Но идеальная Джульетта из лучшей реальности закрыла над вымышленным Ромео моей крови высокое окно литературного свидания. Она подчиняется своему отцу; он – своему. Продолжается ссора Монтекки и Капулетти; опускается занавес над тем, чего не произошло; и я возвращаюсь домой – в ту комнату, где находится отвратительная хозяйка дома, которой там нет, ее сыновья, которых я вижу редко, люди из конторы, которых я увижу только завтра – с воротом пиджака служащего по торговой части, поднятым над шеей поэта, я бессознательно обхожу лужи, оставшиеся от холодного дождя, в сапогах, купленных в том же магазине, и испытываю некоторое смешанное беспокойство оттого, что опять забыл зонт и достоинство души.
37.
Болезненный интервал
Нечто, брошенное в угол, тряпка, упавшая на улицу: так мое презренное существо притворяется перед жизнью.
38.
Завидую всем людям, что они – не я. Поскольку из всего невозможного это всегда мне казалось самым главным, именно оно в наибольшей степени составляло мою повседневную тоску, мое отчаяние во все часы грусти.
Матовый луч зловещего солнца выжег из моих глаз физическое ощущение зрения. Желтизна жары замерла в темной зелени деревьев. Оцепенение ‹…›
39.
Вдруг, как если бы судьба-хирург, прооперировав мою застарелую слепоту, добилась мгновенных результатов, я поднимаю голову от моей безымянной жизни для ясного понимания того, как я существую. И вижу, что все, что я сделал, все, о чем думал, все, чем был, есть разновидность обмана и безумия. Я изумляюсь тому, что прежде умудрялся этого не видеть. Удивляюсь, каким я был, и вижу, что я на самом деле не такой.

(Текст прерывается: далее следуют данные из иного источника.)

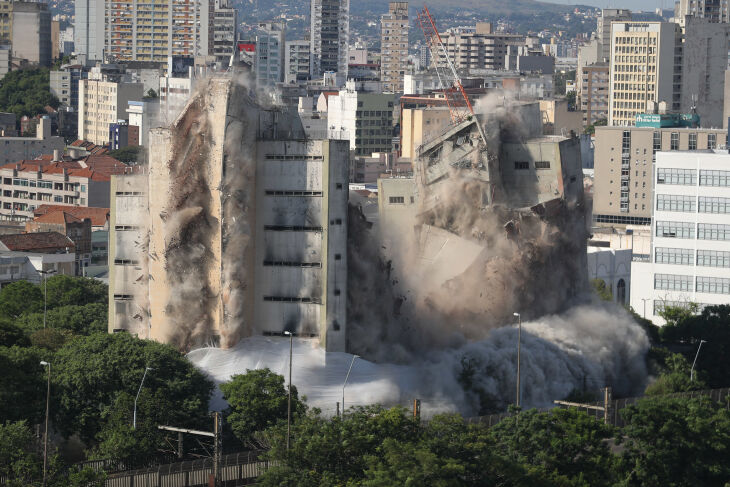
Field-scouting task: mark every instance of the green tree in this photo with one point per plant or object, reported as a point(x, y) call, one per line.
point(22, 384)
point(95, 375)
point(18, 462)
point(333, 451)
point(566, 445)
point(674, 377)
point(12, 335)
point(81, 320)
point(20, 297)
point(676, 442)
point(26, 92)
point(685, 327)
point(258, 399)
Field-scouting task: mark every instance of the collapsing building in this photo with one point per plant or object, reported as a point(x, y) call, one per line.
point(239, 226)
point(491, 224)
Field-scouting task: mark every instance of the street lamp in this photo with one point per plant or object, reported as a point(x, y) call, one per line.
point(45, 291)
point(519, 345)
point(45, 436)
point(288, 409)
point(345, 383)
point(692, 370)
point(134, 417)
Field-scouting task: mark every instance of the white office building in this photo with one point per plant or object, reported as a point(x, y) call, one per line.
point(690, 250)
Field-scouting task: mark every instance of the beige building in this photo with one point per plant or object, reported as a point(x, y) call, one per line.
point(394, 46)
point(419, 125)
point(477, 49)
point(593, 90)
point(102, 103)
point(153, 31)
point(624, 158)
point(642, 68)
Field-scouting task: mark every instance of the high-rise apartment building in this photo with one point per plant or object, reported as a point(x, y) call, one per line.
point(89, 29)
point(31, 36)
point(366, 119)
point(329, 36)
point(102, 103)
point(642, 68)
point(224, 30)
point(478, 48)
point(153, 31)
point(297, 58)
point(690, 251)
point(270, 44)
point(593, 88)
point(394, 47)
point(712, 10)
point(624, 157)
point(682, 64)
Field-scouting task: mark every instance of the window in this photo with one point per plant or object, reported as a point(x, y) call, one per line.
point(674, 141)
point(711, 141)
point(673, 282)
point(714, 178)
point(675, 229)
point(711, 231)
point(714, 285)
point(671, 202)
point(676, 176)
point(693, 141)
point(713, 258)
point(664, 255)
point(714, 205)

Я смотрю, словно на простор, который озаряет прорывающееся сквозь тучи солнце, на свою прошлую жизнь; и отмечаю с метафизическим ошеломлением, что все мои самые уверенные жесты, самые ясные мысли и самые логичные намерения, в конечном счете, были лишь прирожденным опьянением, естественным безумием, великим незнанием. Я даже не играл себя. Меня играли. Я был не актером, а его жестами.
Все, что я сделал, о чем думал, чем был, есть сумма подчинений либо ложному сущему, которое я считал своим, потому что я действовал вовне, находясь в нем, либо бремени обстоятельств, которые я принял за воздух, коим я дышал. В это мгновение прозрения я внезапно становлюсь одиночкой, который обнаруживает, что является изгнанником там, где всегда считал себя гражданином. В самом сокровенном, о чем я думал, я не был собой.

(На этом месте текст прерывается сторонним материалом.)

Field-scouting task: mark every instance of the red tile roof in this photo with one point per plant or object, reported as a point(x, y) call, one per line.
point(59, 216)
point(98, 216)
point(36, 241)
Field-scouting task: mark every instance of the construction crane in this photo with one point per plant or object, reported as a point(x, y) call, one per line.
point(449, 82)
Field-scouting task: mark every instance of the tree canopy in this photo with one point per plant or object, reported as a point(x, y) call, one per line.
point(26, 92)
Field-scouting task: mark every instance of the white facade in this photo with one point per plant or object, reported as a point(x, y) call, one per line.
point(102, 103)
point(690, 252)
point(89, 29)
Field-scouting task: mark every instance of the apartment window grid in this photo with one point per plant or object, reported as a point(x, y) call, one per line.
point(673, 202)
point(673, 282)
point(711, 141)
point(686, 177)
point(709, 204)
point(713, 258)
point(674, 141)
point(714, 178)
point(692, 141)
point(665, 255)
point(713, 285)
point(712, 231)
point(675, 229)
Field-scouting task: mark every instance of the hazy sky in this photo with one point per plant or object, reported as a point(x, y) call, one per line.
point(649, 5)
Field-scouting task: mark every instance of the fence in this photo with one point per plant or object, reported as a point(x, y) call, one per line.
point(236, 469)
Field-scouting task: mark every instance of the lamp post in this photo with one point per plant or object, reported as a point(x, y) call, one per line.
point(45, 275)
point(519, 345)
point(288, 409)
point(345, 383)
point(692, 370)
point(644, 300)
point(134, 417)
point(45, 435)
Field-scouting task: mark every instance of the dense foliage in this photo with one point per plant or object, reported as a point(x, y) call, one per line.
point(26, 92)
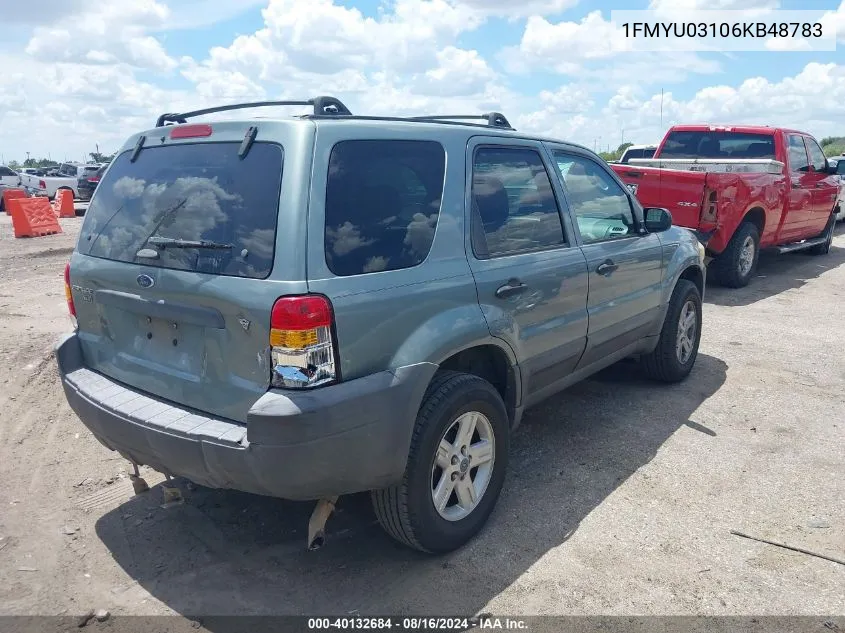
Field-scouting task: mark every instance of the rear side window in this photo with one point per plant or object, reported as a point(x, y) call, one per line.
point(382, 204)
point(816, 154)
point(798, 154)
point(199, 206)
point(718, 144)
point(514, 208)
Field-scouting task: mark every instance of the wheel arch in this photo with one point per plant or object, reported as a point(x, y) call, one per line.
point(494, 363)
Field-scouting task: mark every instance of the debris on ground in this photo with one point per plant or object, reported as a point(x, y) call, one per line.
point(85, 618)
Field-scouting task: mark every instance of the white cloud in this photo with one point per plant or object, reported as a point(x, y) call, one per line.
point(584, 50)
point(811, 101)
point(92, 83)
point(106, 33)
point(835, 20)
point(713, 5)
point(512, 9)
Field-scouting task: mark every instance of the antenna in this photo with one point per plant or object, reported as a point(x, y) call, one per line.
point(661, 108)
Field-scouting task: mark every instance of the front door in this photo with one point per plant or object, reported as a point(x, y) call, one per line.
point(531, 277)
point(625, 266)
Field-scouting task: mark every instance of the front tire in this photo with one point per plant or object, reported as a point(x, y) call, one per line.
point(736, 265)
point(456, 466)
point(677, 348)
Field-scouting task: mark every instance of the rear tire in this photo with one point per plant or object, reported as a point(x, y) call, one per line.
point(824, 248)
point(673, 358)
point(408, 511)
point(738, 262)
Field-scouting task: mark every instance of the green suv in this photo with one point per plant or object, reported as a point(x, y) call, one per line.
point(318, 305)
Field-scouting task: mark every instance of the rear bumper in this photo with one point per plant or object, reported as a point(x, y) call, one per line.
point(340, 439)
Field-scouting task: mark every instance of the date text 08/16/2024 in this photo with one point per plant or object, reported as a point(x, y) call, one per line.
point(417, 623)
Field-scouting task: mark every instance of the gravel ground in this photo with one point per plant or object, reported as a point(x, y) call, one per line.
point(620, 499)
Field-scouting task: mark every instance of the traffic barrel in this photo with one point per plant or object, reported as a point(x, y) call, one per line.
point(11, 194)
point(33, 217)
point(63, 205)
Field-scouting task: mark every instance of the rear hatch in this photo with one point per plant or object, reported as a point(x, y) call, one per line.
point(170, 277)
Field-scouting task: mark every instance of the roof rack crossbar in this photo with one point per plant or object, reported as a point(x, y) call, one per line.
point(322, 106)
point(494, 119)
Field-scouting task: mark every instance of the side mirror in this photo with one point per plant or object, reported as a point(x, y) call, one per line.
point(657, 220)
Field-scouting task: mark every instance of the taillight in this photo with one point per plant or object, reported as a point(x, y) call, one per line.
point(301, 342)
point(190, 131)
point(69, 296)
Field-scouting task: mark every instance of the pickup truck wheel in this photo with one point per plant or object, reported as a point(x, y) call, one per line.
point(737, 263)
point(824, 247)
point(456, 466)
point(677, 348)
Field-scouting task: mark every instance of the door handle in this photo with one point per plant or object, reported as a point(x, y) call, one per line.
point(606, 268)
point(513, 287)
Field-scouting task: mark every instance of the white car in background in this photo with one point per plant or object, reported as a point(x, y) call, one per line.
point(66, 177)
point(840, 201)
point(9, 177)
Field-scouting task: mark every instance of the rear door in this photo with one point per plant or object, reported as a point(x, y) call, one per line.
point(799, 215)
point(530, 275)
point(159, 311)
point(825, 187)
point(625, 266)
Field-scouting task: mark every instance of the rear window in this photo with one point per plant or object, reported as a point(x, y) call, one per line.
point(718, 144)
point(382, 204)
point(172, 197)
point(637, 153)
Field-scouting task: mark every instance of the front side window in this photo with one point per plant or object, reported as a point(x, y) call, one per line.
point(600, 205)
point(798, 154)
point(382, 204)
point(174, 197)
point(513, 205)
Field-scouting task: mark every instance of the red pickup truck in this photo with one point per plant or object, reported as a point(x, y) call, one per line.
point(741, 188)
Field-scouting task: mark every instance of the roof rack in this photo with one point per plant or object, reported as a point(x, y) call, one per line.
point(494, 119)
point(323, 106)
point(333, 107)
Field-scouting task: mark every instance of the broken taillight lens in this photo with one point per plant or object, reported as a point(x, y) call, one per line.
point(709, 211)
point(69, 296)
point(302, 345)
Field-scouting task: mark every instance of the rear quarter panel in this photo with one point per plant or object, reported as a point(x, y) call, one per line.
point(737, 195)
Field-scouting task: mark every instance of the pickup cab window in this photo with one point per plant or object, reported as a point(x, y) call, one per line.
point(718, 144)
point(798, 154)
point(600, 205)
point(817, 158)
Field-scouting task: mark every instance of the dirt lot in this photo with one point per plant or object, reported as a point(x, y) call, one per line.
point(620, 499)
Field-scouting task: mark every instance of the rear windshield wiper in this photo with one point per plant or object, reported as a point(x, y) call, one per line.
point(169, 242)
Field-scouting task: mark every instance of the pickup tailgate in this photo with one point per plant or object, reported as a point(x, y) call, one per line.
point(681, 192)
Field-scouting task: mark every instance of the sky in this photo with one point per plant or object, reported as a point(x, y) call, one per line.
point(77, 75)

Тогда меня охватывает саркастический ужас жизни, уныние, которое выходит за границы моей сознающей индивидуальности. Я знаю, что ошибался и заблуждался, что никогда не жил и существовал лишь потому, что заполнял время сознанием и размышлением. И мое ощущение себя подобно ощущению того, кто просыпается после сна, наполненного реальными грезами, или того, кто благодаря землетрясению освободился от полутемной тюрьмы, к которой он привык.